Conomo residents challenge appraisals

ESSEX — Arguing the appraisal rates set for land and buildings on Conomo Point, nearly 60 Conomo residents have filed for tax appeals for fiscal 2012 with the state Appellate Tax Board.

Some of the appeals stem from a previous agreement with the town in which officials and more than 120 residents were seeking abatement appeals regarding their properties throughout Conomo Point.

In April of 1998, Conomo Point residents and town officials reached an agreement to reduce the land value by 30 percent, in order to avoid litigation and further tax abatements. In the agreement, residents disputed the property values with the Board of Assessors, citing the absence of a water supply, septic systems as well subdivision and zoning issues.

In addition, the agreement states that the only factor that would result in an increase in appraisal value would be an increase of square foot unit price.

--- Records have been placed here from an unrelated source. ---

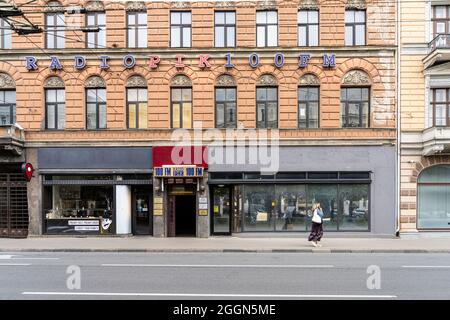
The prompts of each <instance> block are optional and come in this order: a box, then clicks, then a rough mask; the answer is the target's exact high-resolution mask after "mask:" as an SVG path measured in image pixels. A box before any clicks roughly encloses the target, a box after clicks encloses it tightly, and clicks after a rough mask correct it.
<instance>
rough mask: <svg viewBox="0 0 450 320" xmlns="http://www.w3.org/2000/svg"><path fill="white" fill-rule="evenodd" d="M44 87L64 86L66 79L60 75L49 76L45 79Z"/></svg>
mask: <svg viewBox="0 0 450 320" xmlns="http://www.w3.org/2000/svg"><path fill="white" fill-rule="evenodd" d="M44 88H64V81H63V80H62V79H61V78H60V77H49V78H47V80H45V83H44Z"/></svg>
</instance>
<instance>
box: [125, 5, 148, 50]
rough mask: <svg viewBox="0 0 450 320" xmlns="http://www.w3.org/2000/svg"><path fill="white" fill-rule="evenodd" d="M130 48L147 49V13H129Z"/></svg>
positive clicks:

But one resident said that the 30-percent increase in land value was added back into the land value as the agreement was set to come to a close.

Residents were only able to file tax abatements after the agreement ended, according to court documents. But when Richard Rettberg filed his abatement in January 2012, it was denied.

Those abatements are now being appealed as residents argue that the fiscal 2012 assessment values are far too high. Rettberg, for example, argues his property should be assessed at $174,600 rather than the current assessed value of $288,600.

If the Appellate Tax Board does find the properties were not properly assessed, Point residents could stand to recoup the differences on their tax bills; Rettberg, for instance, would be awarded just over $2,500.

The Appellate Tax Board is no stranger to Conomo cases. In October 2012, a former resident was ordered to pay more than $185,000 in a deficiency assessment ruling. Additionally, the resident was also granted an abatement of more than $344,000; however, the issues at the heart of that dispute centered on full-time residency, not assessment value.